WASHINGTON — The U.S. Green Building Council’s annual list of the top states for green building once again puts Maryland and Virginia in the top 10, and if D.C. were a state, it would easily rank as No. 1.

The list, based on LEED (Leadership in Energy and Environmental Design) certification, ranks states based on certified square feet per capita in 2017.

To qualify for LEED certification, projects must use less energy and water and be built to sustainable standards that reduce carbon emissions and create a healthier environment for communities.

“The Mid-Atlantic continues to show strong regional leadership, with both Maryland and Virginia returning to the list for the seventh year running,” the Green Building Council said.

“Also notable, Washington, D.C., which is not included in the official list of top states due to its status as a federal territory, tops the nation with 39.83 square feet of space per resident certified in 2017.”

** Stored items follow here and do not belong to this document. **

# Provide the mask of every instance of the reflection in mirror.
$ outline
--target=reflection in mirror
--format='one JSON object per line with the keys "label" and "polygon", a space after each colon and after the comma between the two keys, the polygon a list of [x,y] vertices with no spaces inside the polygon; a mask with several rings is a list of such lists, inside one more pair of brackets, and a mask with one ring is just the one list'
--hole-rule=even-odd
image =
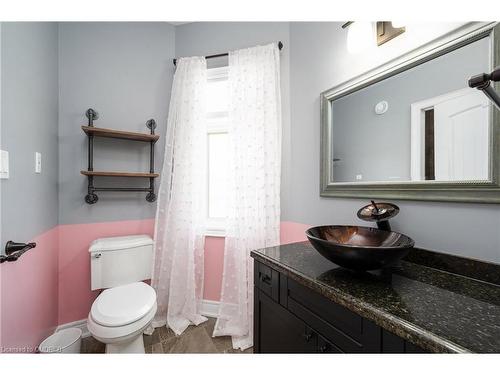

The District had 139 projects certified as LEED last year.

Last fall, the Green Building Council named the District as the first city in the world to receive the LEED for Cities Platinum award, the highest certification given by the Green Building Council.

The District’s “Sustainable DC Plan,” a vision for sustainable initiatives in D.C., has a stated goal of making the District the healthiest, greenest and most livable city in the U.S. by 2032.

Maryland ranked No. 5 on this year’s list, with 2.75 square feet of green construction per capita. Virginia ranked No. 9, with 2.27 square feet per capita.

Massachusetts led the top 10 states for green building, with 4.48 square feet per capita and 130 projects certified LEED in 2017.

Nearly 1,400 commercial and institutional projects achieved LEED certification within the top 10 states last year, with a total of more than 2,600 projects nationwide achieving the certification.